You can set up a default configuration in `~/.slurminade_default.json`.
This should simply be a dictionary of arguments for *simple_slurm*.
For example
```json
{
  "partition": "alg"
}
```

## Debugging

You can use
```python
import slurminade

slurminade.set_dispatcher(slurminade.TestDispatcher())
```
to see the serialization or
```python
import slurminade
slurminade.set_dispatcher(slurminade.SubprocessDispatcher())
```
to distribute the tasks without slurm using subprocesses.

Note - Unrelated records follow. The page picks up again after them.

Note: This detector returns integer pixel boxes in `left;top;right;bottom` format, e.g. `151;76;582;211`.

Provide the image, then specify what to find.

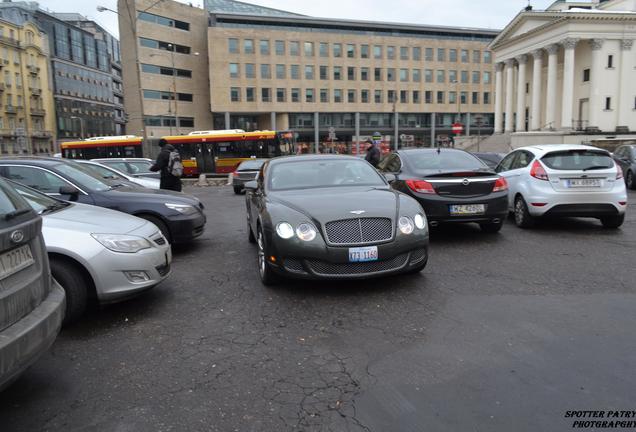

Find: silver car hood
43;203;150;234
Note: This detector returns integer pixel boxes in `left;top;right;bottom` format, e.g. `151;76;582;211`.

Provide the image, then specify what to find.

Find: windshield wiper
40;202;70;214
583;165;611;171
4;209;31;220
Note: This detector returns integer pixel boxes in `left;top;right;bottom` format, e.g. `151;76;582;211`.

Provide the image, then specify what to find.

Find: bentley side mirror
382;173;397;183
59;185;79;201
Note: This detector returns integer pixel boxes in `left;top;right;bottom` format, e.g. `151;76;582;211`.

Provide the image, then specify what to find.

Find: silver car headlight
398;216;415;234
276;222;294;240
413;213;426;229
91;234;151;253
164;203;198;215
296;223;316;241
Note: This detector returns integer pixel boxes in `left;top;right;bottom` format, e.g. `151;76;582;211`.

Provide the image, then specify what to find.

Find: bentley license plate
349;246;378;262
568;179;601;188
450;204;486;216
0;245;35;279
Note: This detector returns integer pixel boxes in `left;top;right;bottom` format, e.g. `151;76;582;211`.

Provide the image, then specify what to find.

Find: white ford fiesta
496;144;627;228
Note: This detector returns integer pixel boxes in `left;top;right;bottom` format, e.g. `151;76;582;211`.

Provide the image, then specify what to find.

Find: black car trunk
423;171;497;198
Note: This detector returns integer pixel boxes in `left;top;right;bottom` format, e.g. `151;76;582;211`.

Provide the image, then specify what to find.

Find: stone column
495;63;503;133
314;112;320;154
588;39;604;127
616;39;636;126
352;113;360;156
530;49;543;130
545;44;559;129
504;59;515;132
561;38;579;130
515;54;528;132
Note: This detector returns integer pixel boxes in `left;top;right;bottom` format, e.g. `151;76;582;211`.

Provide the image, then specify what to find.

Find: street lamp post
71;116;84;139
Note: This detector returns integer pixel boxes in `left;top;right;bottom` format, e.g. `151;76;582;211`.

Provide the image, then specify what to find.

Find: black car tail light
406;180;437;194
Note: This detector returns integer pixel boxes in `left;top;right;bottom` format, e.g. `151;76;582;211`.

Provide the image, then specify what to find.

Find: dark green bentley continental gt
245;155;428;285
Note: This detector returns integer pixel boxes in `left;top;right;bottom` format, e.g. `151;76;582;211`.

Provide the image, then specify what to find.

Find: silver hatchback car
12;182;172;323
496;144;627;228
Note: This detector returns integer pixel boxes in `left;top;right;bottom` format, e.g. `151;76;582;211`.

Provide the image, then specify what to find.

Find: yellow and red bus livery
60;135;143;159
157;129;294;175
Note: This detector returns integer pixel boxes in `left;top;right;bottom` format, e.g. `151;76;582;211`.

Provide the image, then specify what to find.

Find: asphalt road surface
0;187;636;432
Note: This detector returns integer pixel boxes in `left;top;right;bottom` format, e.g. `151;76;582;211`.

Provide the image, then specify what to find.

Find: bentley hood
269;187;400;225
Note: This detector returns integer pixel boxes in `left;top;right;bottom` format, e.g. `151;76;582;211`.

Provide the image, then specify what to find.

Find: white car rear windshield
541;150;614;171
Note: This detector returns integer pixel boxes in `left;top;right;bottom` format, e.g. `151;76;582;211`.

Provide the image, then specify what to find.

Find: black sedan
0;157;206;243
612;145;636;189
232;159;267;195
378;148;508;233
245;156;428;285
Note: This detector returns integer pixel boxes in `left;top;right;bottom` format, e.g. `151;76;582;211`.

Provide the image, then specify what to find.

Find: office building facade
0;19;55;155
0;1;123;141
119;0;497;151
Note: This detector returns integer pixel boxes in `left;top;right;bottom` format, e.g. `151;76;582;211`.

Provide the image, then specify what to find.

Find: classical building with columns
489;0;636;147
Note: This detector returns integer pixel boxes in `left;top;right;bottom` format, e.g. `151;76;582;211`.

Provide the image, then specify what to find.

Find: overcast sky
34;0;553;35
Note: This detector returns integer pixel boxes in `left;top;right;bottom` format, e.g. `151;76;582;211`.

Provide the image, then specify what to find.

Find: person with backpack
150;139;183;192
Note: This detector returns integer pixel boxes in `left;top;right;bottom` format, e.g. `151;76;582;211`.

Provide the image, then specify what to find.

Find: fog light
124;270;150;283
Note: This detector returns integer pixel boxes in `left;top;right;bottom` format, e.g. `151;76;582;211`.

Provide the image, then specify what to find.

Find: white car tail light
530;160;550;181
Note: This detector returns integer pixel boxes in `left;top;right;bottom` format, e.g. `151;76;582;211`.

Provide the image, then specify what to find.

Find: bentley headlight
276;222;294;239
413;213;426;229
398;216;415;234
91;234;150;253
296;223;316;241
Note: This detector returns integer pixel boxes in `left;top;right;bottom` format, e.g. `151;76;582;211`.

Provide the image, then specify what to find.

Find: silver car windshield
268;159;386;191
8;183;70;214
55;164;112;192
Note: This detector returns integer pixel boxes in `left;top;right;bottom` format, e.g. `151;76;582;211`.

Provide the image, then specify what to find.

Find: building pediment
489;6;636;50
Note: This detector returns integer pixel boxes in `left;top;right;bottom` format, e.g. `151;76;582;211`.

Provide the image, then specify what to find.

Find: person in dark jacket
150;139;181;192
364;140;382;168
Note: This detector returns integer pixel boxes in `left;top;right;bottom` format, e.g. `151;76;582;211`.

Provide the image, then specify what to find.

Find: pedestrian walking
150;139;183;192
364;140;382;168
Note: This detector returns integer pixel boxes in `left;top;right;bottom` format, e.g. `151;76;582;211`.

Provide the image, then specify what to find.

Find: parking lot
0;187;636;432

If there is a bug, you will directly see it in the output (at least for most bugs).


## Project structure

The project is reasonably easy:

- batch.py: Contains code for bundling tasks, so we don't spam slurm with too many.
- conf.py: Contains code for managing the configuration of slurm.
- dispatcher.py: Contains code for actually dispatching tasks to slurm.
- execute.py: Contains code to execute the task on the slurm node.
- function.py: Contains the code for making a function slurm-compatible.
- function_map.py: Saves all the slurmified functions.
- guard.py: Contains code to prevent you accidentally DDoSing your infrastructure.
- options.py: Contains a simple data structure to save slurm options.

## Changes

* 0.5.3: Fixed a bug that caused the dispatch limit to have no effect.
* 0.5.2: Added pyproject.toml for PEP compliance
* 0.5.1: `Batch` will now flush on delete, in case you forgot.
* 0.5.0:
  * Functions now have a `wait_for`-option and return job ids. 
  * Braking changes: Batches have a new API.
    * `add` is no longer needed.
    * `AutoBatch` is now called `Batch`.
  * Fundamental code changes under the hood.
* <0.5.0:
  * Lots of experiments on finding the right interface.